Some regulations are already in place, such as bans on gill nets and spearfishing, as well as minimum catch size limits to allow lobsters to spawn before harvesting. However, these are regularly overlooked with lobsters being caught at any size and those commercially too small for export sold in local street markets instead10. As environmental pressures increase, lobsters are migrating to deeper waters, that in turn forces local fishers to dive deeper, more frequently and stay underwater longer, often with substandard fishing gear, ever increasing their safety risks.
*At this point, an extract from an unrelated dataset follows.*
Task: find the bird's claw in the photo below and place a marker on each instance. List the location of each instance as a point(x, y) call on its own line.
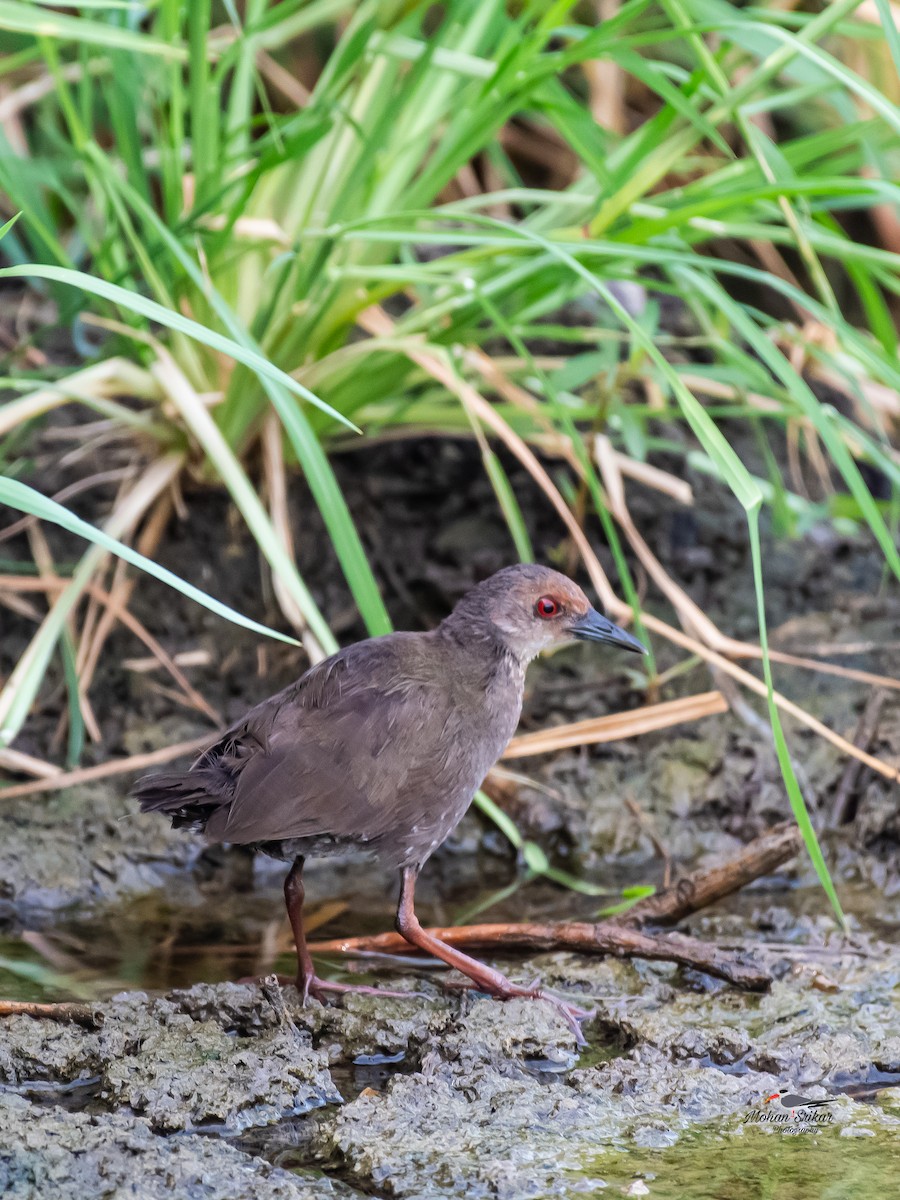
point(571, 1014)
In a promising development, researchers led by Ellis at the University of Exeter in the UK have teamed up with the Cape Eleuthera Institute (CEI) at The Island School in The Bahamas to help improve sustainable Caribbean spiny lobster fishing practices. Using the latest fish-farming (aquaculture) technologies, in a community-led approach they’re innovating small-scale fish-farming operations, suitable for the local Bahamian fishers10.
Surprisingly, despite spiny lobsters economic and environmental value much of the ecology around adults remains shrouded in mystery11. To combat this, the team are also prioritising science-based management practices, developing novel genetic tools to better understand spiny lobster local populations and community structures. By actively engaging with fishing communities and government policymakers, they aim to increase awareness of lobster conservation challenges, science and aquaculture-based solutions which can also be transferred to other governments in the region. Keeping spiny lobster fishing industries alive through such transformative sustainable safeguards and technologies is essential to both small Caribbean nation economies and the future of the species itself.
The Caribbean spiny lobsters’ Conga is an immense spectacle. Each individual tirelessly dances for days with tenacious resolve and collective cohesion. This migratory mastermind reflects not only the beauty of travelling in style but of travelling together, and the impressive nature of coordinated community action. Perhaps in that way, lobster Conga lines seem a far cry from the spontaneous calamity of the disorderly exhibits at our typical end of year parties!